Beritamu.co.id – Menteri Keuangan Sri Mulyani Indrawati mengungkapkan bahwa penerimaan pajak hingga akhir Februari 2025 alami penurunan yang cukup signifikan dibandingkan periode yang sama di tahun lalu.
“Penerimaan perpajakan Rp 240,4 triliun atau 9,7 persen dari target tahun ini, terdiri dari penerimaan pajak Rp 187,8 triliun atau 8,4 persen dari target. Sementara kepabeanan dan cukai Rp 52,6 triliun ini adalah 17,5 persen dari target,” kata Sri Mulyani dalam konferensi pers APBN Kita edisi Februari 2025 di Jakarta, Kamis (13/3).
Untuk diketahui hingga Februari 2025, penerimaan pajak turun sebesar 30,19 persen menjadi Rp 187,8 triliun atau hanya mencapai 8,6 persen dari target.
Bahkan, penerimaan pajak per Januari saja tercatat hanya sebesar Rp 88,89. Angka ini turun dibandingkan dengan realisasi penerimaan pajak pada Januari 2024 yang sebesar Rp 149,25 triliun.
Sementara itu, penurunan penerimaan pajak itu seiring dengan realisasi pendapatan negara turun 20,85 persen menjadi Rp 316,9 triliun dari tahun lalu yang sebesar Rp 400,36 triliun.
Diketahui, pendapatan negara terdiri dari penerimaan perpajakan yang meliputi penerimaan pajak serta penerimaan kepabeanan dan cukai. Namun pada periode ini realisasi penerimaan kepabeanan dan cukai mengalami kenaikan.
Sedangkan untuk pendapatan negara bukan pajak (PNBP) realisasinya sebesar Rp 76,4 triliun atau naik 14,48 persen dibandingkan realisasi tahun lalu yang sebesar Rp 66,74 triliun.
Atas hal itu, Menkeu meminta awak media untuk tidak mendramatisir penerimaan pajak yang anjlok ini. Menurut Menkeu, penurunan yang terlalu didramatisir tidak baik karena memicu suatu ketakutan dan akan berdampak tidak baik pula bagi perekonomian.

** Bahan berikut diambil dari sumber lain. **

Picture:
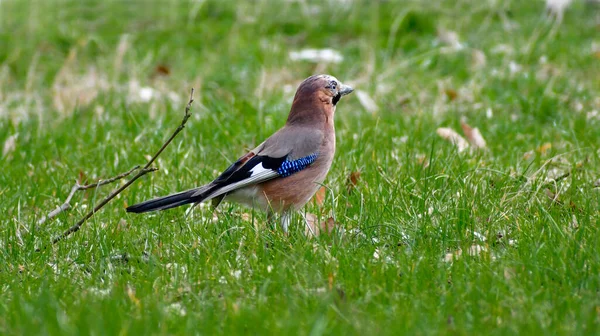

“Jadi, saya mohon teman-teman tidak mendramatisir untuk menciptakan suatu ketakutan. Kayaknya itu memang laku, tetapi tidak bagus untuk kita semua,” ujar Menkeu.
Wakil Menteri Keuangan Anggito Abimanyu, dalam kesempatan yang sama mengatakan bahwa penurunan penerimaan pajak di awal tahun adalah hal yang normal. Apalagi ia mengklaim, hal itu pun telah terjadi dalam 4 tahun terakhir.
Menurutnya, penerimaan pajak akan meningkat pada bulan Desember sebagai efek Nataru dan akhir tahun anggaran. Namun kemudian menurun pada bulan Januari dan Februari.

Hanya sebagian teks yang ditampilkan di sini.